The research funded by this CAREER grant is addressing three of the microprocessor design challenges posed by deep submicron technologies: slowing performance growth, decreasing reliability, and increasing power dissipation. This research is attacking these challenges by proposing new technology-sensitive designs across three design categories: individual microarchitectural cores, large on-chip memory systems, and chip multiprocessors.
The microarchitecture research is organized into two parts: a technology-based scalability analysis of current microarchitectures, to determine and quantify future microarchitectural bottlenecks, and an evaluation of the grid instruction processor--a new microarchitecture, containing two-dimensional arrays of functional units, which eliminates many of the microarchitecture bottlenecks that will arise from advancing technologies.
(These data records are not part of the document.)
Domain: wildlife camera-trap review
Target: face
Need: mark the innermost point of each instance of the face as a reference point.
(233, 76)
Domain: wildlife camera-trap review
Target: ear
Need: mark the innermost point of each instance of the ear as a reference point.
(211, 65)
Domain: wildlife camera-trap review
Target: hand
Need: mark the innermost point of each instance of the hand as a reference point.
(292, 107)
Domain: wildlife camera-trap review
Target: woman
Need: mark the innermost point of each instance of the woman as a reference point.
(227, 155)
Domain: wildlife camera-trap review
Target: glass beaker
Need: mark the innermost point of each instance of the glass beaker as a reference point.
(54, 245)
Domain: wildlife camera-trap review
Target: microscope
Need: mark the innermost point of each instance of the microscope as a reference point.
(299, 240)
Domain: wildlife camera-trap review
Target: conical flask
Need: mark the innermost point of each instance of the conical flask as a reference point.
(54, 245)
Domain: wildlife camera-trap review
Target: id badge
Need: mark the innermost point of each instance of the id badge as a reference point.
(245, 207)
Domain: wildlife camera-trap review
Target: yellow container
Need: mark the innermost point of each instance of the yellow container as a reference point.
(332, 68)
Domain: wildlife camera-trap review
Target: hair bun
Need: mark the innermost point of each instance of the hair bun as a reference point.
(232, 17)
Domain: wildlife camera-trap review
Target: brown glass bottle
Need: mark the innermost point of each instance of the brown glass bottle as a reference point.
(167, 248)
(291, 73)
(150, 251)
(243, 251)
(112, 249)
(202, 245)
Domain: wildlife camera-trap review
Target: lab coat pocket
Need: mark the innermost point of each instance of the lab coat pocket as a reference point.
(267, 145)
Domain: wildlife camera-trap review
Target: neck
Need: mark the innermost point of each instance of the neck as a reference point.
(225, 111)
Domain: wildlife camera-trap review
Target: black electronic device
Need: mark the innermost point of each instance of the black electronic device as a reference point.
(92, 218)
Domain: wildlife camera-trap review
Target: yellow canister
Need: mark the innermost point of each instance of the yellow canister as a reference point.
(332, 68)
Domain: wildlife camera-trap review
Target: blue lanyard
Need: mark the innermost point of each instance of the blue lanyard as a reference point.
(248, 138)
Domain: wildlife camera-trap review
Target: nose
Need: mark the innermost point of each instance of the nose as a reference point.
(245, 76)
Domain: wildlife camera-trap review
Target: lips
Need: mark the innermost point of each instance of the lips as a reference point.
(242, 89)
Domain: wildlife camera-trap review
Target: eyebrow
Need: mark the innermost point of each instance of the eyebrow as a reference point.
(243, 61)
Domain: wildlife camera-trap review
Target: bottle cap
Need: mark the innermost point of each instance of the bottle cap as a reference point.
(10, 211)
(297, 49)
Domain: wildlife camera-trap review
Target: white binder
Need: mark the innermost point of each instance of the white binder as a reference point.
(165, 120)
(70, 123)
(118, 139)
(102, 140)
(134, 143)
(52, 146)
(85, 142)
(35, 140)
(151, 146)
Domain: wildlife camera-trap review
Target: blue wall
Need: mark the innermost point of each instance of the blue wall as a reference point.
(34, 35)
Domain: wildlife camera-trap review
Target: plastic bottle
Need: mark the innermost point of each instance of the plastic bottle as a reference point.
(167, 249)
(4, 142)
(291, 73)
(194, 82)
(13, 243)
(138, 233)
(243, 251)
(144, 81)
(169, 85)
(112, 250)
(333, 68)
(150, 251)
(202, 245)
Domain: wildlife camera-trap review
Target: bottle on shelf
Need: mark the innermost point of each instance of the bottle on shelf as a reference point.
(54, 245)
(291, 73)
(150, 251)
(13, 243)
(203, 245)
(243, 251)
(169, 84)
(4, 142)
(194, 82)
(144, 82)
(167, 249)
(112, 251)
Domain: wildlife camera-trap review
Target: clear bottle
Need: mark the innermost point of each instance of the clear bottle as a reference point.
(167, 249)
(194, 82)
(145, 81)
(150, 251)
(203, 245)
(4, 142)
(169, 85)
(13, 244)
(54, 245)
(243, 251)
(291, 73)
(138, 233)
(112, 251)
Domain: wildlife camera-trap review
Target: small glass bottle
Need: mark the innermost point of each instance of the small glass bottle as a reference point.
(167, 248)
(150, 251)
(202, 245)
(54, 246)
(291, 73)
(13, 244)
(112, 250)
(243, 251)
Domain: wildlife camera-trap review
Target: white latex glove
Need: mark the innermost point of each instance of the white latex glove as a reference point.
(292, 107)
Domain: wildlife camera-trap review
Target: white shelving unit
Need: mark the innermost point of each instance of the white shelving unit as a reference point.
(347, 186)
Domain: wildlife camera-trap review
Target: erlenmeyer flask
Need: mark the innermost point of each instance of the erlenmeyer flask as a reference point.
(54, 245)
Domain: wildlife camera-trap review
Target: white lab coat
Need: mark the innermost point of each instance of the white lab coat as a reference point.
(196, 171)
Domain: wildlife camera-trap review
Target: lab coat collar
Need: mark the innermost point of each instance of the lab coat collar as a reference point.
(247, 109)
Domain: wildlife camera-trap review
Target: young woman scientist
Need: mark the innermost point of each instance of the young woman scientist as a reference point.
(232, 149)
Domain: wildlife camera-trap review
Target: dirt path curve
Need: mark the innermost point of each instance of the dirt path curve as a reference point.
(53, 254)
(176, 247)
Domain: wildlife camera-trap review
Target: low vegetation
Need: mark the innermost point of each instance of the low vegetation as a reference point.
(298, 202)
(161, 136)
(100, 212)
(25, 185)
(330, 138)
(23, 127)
The research is also evaluating how multi-megabyte on-chip memory systems should be designed in future wire-dominated environments. Both the physical design (which will have sub-banks numbering in the thousands) and the logical organization (how to map data into caches with non-uniform, position-dependent latencies) are being explored.
Finally, the funded research is exploring ways of accelerating single-thread performance by adding new mechanisms to chips with multiple processor/memory tiles each. These mechanisms include fine-grained computation migration, dynamic thread parallelization, redundant computation, and working set size-based dynamic allocation and adjustment of on-chip memory.